In New York, Kochiyama introduced Miyamoto to Attallah Ayubbi, a Black Muslim activist with whom she had a son, Kamau. Ayubbi encouraged Miyamoto to use her given Japanese first name, Nobuko, instead of her English middle name. Ayubbi was murdered 10 weeks after Kamau’s birth. As the parent of a Black-Japanese son at a time when mixed-race children were rare, Miyamoto had to contend with anti-Black sentiment among Japanese Americans, including her mother.
After living in New York for several years, Miyamoto moved back to Los Angeles with young Kamau. The third movement of the book focuses largely on Miyamoto’s growing cultural activism. Initially teaching community dance classes at the Senshin Buddhist Temple upon her return to Southern California, Miyamoto expanded her work by integrating arts and activism through collaborations with Asian American musicians, dancers, writers, and actors to create shows that captured the realities of Asian American lives. A grant from the National Endowment for the Arts in 1978 allowed Miyamoto and her artistic partners to form Great Leap, a nonprofit arts organization through which Miyamoto has developed and produced cultural performances for more than 40 years.
Miyamoto has partnered with other artists of color on various projects. In response to the 1992 uprising in Los Angeles after the police officers who brutally attacked Black motorist Rodney King were acquitted, Miyamoto worked with Black and Latinx performers to create a theater piece sharing the stories of people of color. Great Leap toured the show in schools and universities nationally. More recently, she co-created with Latinx musicians a multi-cultural participatory event, FandagObon, which blends Mexican and Japanese music and dance traditions.

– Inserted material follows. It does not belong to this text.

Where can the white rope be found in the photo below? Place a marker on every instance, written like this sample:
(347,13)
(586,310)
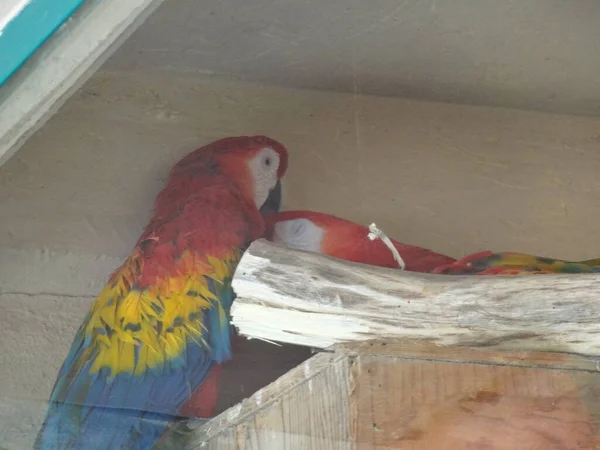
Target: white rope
(376,233)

Miyamoto’s conversational voice makes Not Yo’ Butterfly a pleasure to read. The compelling stories she shares are invaluable, documenting more than 50 years of progressive Asian American activism and cultural production.
About two-thirds into her book, Miyamoto reflects, “I was a person who always seemed to break from normal. Sometimes you have to disrupt the normal to make the world you want to live in.“ Whether or not we have ever seen Miyamoto perform, we have benefited from her disruptive work, because she has been a visionary leader in building multicultural connections through art. In Not Yo’ Butterfly she shows us why and how she’s done that.